The Lipnyazka massif is located in the Dobrovelychkivsky district of the Kirovohrad region, v. Lipnyazka and further south. Structurally, it is located within the Bratskyy Synclinorium of the Ingul megablock and coincides with the Mikhailovsky anticline. The main petrotype of the massif rocks are porphyry-like granites, often with a gneiss-like texture, aplito-pegmatoid, pegmatoid granites and pegmatites. The latter most often form secant vein bodies. Uranium-lead isotopic dating of granitoids of the Lipnyazka granite massif has been performed, with which a number of deposits and ore occurrences of rare elements, primarily lithium, are spatially and probably genetically connected.
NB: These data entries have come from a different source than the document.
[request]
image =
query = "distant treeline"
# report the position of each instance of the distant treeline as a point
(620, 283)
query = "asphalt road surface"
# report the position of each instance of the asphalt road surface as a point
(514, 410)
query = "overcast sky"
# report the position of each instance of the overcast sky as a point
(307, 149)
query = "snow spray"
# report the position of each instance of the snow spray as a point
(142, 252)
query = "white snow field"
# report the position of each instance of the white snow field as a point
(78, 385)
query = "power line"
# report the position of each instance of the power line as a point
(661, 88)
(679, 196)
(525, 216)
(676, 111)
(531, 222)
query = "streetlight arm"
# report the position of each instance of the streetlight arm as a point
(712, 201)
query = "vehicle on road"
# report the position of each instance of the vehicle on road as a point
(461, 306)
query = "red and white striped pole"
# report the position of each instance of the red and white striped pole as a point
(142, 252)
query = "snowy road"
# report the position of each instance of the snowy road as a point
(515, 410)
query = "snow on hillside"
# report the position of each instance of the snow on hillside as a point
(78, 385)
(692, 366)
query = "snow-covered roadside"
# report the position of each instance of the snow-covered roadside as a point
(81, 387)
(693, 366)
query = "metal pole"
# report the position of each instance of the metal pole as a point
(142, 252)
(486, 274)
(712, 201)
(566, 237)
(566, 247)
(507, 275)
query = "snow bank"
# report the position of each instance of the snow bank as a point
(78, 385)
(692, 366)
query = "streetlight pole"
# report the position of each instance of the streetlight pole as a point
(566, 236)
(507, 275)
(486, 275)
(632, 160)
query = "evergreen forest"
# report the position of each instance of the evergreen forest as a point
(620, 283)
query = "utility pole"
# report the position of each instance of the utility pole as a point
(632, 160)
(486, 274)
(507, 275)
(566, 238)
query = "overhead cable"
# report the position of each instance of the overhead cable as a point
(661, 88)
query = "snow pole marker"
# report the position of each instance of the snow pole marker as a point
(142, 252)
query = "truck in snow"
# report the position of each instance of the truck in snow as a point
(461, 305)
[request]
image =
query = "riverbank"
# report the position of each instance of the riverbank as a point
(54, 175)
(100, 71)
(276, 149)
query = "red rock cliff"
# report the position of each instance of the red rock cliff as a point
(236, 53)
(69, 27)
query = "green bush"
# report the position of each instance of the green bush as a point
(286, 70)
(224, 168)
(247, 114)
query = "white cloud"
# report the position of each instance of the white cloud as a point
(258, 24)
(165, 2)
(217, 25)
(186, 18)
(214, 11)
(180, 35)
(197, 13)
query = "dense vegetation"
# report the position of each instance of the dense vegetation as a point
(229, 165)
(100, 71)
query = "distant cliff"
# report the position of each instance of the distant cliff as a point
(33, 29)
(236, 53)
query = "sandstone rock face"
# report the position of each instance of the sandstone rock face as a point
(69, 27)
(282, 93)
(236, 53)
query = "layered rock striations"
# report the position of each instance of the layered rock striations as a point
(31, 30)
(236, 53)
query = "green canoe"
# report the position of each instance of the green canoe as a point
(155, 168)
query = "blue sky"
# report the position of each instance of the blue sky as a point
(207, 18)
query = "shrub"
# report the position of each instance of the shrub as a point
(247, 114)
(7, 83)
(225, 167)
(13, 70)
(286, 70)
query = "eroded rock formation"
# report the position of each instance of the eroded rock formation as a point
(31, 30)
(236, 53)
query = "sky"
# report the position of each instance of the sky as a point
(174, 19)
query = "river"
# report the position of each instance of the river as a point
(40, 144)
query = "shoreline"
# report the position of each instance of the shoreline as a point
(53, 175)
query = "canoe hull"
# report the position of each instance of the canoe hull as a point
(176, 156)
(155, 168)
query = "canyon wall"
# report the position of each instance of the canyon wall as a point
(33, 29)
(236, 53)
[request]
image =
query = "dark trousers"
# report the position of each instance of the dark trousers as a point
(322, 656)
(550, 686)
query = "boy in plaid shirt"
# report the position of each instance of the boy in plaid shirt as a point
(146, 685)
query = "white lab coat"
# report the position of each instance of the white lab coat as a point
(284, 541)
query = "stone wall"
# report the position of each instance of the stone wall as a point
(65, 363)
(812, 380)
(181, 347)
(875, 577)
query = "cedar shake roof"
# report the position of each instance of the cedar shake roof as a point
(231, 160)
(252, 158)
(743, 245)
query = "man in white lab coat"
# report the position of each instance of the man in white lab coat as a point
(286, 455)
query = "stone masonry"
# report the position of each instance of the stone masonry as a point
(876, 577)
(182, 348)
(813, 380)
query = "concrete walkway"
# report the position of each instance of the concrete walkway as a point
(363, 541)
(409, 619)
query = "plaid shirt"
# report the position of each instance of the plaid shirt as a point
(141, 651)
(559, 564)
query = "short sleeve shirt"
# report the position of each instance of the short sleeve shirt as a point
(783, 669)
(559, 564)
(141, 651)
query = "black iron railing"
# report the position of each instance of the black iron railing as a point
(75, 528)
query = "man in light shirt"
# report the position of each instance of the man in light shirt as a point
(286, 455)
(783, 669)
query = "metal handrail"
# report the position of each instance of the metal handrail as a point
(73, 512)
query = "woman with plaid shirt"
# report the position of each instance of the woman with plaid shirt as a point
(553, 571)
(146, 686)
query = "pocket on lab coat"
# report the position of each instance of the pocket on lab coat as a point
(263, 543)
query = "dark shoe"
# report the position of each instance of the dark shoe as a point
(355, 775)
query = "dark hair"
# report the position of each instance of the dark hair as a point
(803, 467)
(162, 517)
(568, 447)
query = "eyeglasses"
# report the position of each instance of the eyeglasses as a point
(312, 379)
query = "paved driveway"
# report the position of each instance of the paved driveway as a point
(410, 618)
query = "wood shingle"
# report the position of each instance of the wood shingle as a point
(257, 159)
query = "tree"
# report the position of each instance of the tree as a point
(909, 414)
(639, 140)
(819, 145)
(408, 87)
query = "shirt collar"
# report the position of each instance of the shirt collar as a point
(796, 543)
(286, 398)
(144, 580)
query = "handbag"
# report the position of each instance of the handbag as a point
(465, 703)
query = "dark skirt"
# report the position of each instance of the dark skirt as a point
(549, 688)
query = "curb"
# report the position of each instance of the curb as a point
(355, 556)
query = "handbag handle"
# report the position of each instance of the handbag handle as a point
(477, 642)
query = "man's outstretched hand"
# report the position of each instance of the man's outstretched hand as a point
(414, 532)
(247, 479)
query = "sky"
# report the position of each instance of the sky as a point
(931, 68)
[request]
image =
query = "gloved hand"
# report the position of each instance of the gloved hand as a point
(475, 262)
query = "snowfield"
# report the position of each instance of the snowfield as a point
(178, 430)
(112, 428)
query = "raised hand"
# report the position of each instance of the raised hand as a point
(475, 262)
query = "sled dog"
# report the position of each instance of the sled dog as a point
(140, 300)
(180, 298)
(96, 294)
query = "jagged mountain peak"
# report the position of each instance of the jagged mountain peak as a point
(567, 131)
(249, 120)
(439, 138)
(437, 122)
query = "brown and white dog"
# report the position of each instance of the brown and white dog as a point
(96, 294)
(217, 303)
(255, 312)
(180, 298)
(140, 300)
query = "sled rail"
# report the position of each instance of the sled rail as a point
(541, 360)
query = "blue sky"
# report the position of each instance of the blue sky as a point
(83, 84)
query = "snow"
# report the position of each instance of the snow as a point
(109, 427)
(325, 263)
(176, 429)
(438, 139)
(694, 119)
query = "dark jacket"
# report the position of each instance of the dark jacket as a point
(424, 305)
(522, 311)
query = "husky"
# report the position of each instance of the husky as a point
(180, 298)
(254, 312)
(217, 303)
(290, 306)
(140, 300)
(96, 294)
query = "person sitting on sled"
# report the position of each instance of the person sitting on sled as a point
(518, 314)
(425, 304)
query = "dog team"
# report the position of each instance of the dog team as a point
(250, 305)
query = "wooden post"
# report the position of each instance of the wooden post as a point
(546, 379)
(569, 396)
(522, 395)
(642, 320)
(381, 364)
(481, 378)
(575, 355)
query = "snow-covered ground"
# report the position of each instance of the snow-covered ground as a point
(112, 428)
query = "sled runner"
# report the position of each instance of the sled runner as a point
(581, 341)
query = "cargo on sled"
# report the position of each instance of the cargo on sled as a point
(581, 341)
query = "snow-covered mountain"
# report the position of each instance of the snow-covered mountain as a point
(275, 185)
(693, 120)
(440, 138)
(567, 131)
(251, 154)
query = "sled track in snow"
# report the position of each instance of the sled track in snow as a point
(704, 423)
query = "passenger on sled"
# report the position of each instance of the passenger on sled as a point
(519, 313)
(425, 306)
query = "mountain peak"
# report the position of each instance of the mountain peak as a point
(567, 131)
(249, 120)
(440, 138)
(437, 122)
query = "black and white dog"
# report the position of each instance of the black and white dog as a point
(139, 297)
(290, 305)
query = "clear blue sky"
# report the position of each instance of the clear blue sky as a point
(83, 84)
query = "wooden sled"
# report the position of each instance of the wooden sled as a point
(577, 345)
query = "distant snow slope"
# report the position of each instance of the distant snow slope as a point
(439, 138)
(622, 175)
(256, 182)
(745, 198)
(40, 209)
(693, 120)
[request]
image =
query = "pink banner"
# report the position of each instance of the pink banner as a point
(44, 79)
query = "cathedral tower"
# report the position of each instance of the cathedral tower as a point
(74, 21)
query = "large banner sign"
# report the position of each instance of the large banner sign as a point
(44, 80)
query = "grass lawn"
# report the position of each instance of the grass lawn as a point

The age of porphyry-like granites (2032 ± 6 million years), which is the main petrotype of rocks distributed in the area of the village of Limestone and pegmatoid granites (2027 ± 1 million years), which cut porphyry-like in the form of vein bodies. Aplithoid framed granites (2046 ± 8 million years old), common in the area of the mouth of the Sukhyi Tashlyk River (Dobryanka village), are somewhat older. Based on the results of determining the isotopic composition of strontium in the accessory apatite of granites, a conclusion was made about the upper crust source of granites of the Lipnyazka massif (87Sr/86Sr – 0.730-0.785).
Granitoids play a key role in the geological structure of the Ros-Tikych megablock. Supercrustal rocks of the Ros-Tikych series have been preserved in the granitoids only in the form of isolated fragments such as elongated remains, small skialites and even smaller "melted" xenoliths. In particular, in the Ostrivsky quarry, located on the right bank of the Ros River east of Bila Tserkva, granitoids are found (even-grained, porphyry-like granites) among which, as a rule, small bodies of granodiorites, plagiogranites and amphibolites occur. In order to determine the source of the parent magmas of rocks the properties of zircon crystals and the isotopic composition (87Sr/86Sr ratio) of apatite were studied. An analysis of the zircon crystals of the crystalline rocks exposed at the Ostrivsky quarry allows us to propose that the and plagio- and difeldspar granites were formed from one protolith. This is because they contain similar virtually identical zircon relics as nucleus. In addition, none of the granitoids contain zircon crystals whose internal structure is similar to zircon crystals found in amphibolite. This suggests that the granitoids were not derived by melting of amphibolites. Most likely, amphibolites are relicts of the protolith that were not assimilated during granite formation. The occurrence of heterogeneous zircon crystals (relic zircon cores of the protolith) in the protolith of the various studied granitoids indicates that they formed from volcanic-sedimentary rocks. Apatites in plagiogranitoids and porphyry granite contain strontium of similar isotopic composition. Their 87Sr/86Sr isotopic ratio is 0.70680 in apatite granodiorite and 0.70822 in granite. A high ratio of 87Sr/86Sr = 0.77940 was measured for apatite from monazite-bearing granite, thus indicating a different source for its parent magma.
The Haisyn complex rocks (sobites (Shcherbakov, 2005)), consisting of diorite-like rocks and amphibolites, which biotite granites develop, is outcroping near the village of Shumyliv along the South Bug river and in an abandoned open pit mine (on South of Shumyliv). The rocks are characterized by high magnetization according to magnetic survey results. A linear magnetic anomaly extends in the north-east direction (NE 69º) with a distance of more than 35 km. Entin et al. (2019) proposed that this magnetic anomaly is caused by a dyke with a felsic or intermediate composition. The internal structure of accessory zircon crystals from quartz diorite and granite were studied. In both types of rocks, zircon crystals are complex and consist of three different generations. The first generation consists of fractured nuclei of light pink color, which apparently grew in rims of zircon of the 2nd and/or 3rd generation. Zircon of the second generation is light pink in color. It forms rims around the first generation of zircon, but also occasionally occurs the interior core areas of crystals. Third generation zircon forms rims around the first two generation zircons, or growth episodes. As usually, the heads of crystals have a light brown to brown color. The age of formation of monazite in the granite and titanite in the quartz diorite was determined by the uranium-lead isotope method. The two endogenous geological processes have ages of 2049 ± 6 million years and 2005±2 million years, respectively.